Image Hub Explorer Demo Video

May 10th, 2013 Comments off

We have completed the initial demo video of the Image Hub Explorer System and it is now available on YouTube:

The demo covers the basic functionality of the system, demonstrating some of the predicted use cases.
The user interface will undergo further changes and improvements and the functions will be extended by new models and learning approaches.

Improving the semantic representations for cross-lingual document retrieval

May 4th, 2013 Comments off

I have had the pleasure of presenting some of our recent results at PAKDD 2013 in Gold Coast, Australia. The conference was great and the location couldn’t have been better, so we were able to catch some sun and walk along the beaches while discussing future collaboration, theory and applications.

Hubs are known to be the centers of influence and are known to arise in textual data. Also, they are known to cause problems by being frequent neighbors (= very similar) to semantically different types of documents. However, it was previously unknown whether this property is language-dependent and how it affects the cross-lingual information retrieval process.
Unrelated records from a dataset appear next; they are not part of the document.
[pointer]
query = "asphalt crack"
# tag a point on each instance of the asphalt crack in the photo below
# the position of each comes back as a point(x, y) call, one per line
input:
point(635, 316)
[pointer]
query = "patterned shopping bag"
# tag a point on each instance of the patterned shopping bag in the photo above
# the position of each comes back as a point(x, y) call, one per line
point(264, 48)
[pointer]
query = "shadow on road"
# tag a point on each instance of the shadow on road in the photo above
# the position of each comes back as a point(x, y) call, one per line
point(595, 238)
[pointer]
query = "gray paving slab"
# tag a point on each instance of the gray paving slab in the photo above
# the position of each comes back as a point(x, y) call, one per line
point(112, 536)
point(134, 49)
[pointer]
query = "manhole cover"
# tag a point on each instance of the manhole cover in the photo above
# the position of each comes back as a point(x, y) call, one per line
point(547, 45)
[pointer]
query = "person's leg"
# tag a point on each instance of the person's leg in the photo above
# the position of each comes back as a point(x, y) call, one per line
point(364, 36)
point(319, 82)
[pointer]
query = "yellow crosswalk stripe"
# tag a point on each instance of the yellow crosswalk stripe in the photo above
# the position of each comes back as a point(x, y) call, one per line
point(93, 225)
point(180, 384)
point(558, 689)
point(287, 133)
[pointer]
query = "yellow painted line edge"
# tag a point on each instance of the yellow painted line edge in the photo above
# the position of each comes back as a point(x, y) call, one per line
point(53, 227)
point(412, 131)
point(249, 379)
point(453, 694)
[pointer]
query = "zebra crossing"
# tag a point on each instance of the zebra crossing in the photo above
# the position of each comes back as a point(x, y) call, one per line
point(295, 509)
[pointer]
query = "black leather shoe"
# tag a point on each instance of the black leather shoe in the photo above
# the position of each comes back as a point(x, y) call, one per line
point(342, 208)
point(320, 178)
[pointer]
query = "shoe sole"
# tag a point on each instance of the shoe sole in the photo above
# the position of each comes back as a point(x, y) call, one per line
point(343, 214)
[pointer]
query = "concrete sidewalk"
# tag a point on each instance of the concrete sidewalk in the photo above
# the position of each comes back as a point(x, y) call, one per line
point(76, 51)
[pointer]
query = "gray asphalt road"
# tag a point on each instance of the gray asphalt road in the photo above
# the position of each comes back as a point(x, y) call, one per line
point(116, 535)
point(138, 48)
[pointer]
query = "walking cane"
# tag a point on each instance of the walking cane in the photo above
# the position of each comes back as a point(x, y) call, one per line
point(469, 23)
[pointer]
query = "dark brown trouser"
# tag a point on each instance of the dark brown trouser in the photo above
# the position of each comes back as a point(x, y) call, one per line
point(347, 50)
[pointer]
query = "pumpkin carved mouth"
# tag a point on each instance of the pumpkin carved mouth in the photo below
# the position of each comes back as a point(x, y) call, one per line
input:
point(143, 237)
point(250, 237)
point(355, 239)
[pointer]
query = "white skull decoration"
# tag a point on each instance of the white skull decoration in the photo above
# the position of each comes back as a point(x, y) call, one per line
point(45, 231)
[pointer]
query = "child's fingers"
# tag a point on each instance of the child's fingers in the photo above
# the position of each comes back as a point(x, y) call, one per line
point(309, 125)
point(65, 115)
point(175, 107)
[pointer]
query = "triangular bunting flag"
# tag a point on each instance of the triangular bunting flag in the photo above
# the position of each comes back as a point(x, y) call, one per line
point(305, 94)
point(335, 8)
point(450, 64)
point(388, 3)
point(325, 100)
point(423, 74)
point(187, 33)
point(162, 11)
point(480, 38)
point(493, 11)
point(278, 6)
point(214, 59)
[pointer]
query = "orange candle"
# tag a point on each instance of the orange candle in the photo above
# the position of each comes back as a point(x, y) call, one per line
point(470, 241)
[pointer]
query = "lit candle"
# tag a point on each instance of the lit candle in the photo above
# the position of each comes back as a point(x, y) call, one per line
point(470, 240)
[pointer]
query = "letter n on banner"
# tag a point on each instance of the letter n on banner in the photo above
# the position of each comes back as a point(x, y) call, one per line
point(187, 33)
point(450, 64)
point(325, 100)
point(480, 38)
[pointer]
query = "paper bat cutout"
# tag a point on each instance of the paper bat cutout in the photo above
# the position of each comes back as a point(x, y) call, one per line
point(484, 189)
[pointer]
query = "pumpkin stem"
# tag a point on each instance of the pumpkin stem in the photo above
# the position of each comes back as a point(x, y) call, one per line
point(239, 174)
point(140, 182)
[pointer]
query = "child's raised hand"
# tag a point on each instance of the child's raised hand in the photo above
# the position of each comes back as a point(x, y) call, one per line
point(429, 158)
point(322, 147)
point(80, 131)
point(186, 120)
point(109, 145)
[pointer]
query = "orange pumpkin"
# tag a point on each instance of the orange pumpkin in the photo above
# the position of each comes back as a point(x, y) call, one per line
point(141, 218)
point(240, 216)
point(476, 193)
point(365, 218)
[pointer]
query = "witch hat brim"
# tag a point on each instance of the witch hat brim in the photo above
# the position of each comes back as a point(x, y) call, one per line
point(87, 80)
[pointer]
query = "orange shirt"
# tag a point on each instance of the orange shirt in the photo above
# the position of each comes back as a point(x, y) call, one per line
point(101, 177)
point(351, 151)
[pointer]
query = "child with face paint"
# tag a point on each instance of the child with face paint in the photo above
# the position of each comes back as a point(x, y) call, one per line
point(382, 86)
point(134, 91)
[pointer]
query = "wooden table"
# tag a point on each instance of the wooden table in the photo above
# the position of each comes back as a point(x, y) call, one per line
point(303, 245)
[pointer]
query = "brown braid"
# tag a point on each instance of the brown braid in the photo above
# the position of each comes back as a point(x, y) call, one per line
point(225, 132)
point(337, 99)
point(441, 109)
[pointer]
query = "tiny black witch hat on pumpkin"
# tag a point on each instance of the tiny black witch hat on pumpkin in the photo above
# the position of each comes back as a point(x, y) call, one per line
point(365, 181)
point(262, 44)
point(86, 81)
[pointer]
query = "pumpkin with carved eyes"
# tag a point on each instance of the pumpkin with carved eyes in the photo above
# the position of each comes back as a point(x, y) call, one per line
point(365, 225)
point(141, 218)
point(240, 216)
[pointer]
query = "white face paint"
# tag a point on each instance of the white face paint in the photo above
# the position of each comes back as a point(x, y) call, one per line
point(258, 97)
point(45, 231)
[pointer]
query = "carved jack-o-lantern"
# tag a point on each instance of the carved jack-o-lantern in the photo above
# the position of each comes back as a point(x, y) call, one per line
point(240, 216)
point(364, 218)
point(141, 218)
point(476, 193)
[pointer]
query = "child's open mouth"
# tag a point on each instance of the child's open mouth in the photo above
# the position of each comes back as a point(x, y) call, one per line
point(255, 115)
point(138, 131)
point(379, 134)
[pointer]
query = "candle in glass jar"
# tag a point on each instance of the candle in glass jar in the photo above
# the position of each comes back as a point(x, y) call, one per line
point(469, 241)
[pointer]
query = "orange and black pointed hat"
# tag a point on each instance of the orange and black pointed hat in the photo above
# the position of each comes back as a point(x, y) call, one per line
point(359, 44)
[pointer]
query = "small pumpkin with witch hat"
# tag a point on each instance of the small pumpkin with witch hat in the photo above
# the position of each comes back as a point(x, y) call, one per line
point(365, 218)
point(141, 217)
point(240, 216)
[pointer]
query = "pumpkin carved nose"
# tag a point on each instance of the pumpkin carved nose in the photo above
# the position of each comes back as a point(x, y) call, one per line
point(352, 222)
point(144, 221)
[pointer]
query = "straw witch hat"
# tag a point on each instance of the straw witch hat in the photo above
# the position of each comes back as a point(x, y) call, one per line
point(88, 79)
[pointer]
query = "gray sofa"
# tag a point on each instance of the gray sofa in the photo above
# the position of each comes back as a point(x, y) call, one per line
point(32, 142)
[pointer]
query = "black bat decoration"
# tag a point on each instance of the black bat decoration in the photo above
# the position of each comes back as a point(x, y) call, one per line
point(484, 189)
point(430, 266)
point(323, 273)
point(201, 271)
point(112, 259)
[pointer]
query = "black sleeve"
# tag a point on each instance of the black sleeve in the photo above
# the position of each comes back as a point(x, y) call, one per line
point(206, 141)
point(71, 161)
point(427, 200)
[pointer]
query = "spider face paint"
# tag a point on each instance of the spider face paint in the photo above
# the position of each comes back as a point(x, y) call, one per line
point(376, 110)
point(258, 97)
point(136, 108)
What we have shown by analyzing aligned text corpora can be summarized by the following: Hubs is one language are not necessarily hubs in another language, different documents become influential. However, surprisingly, the percentage of label mismatches in reverse neighbor sets remains more or less unchanged. In other words, the nature of occurrences is preserved over different languages. This comes as a bit of surprise, since hubness is arguably a geometric property arising from the interplay of metrics and data representations. Yet, it seems that more semantics than was previously thought remains hidden there, captured and preserved across different languages.

We have used this observation to show that it was possible to improve the common semantic representation made via the CCA method (canonical correlation analysis) by simply introducing some hubness-aware instance weights. This is certainly not the only way to go about it and probably not the very best one, but it served as a good proof-of-concept.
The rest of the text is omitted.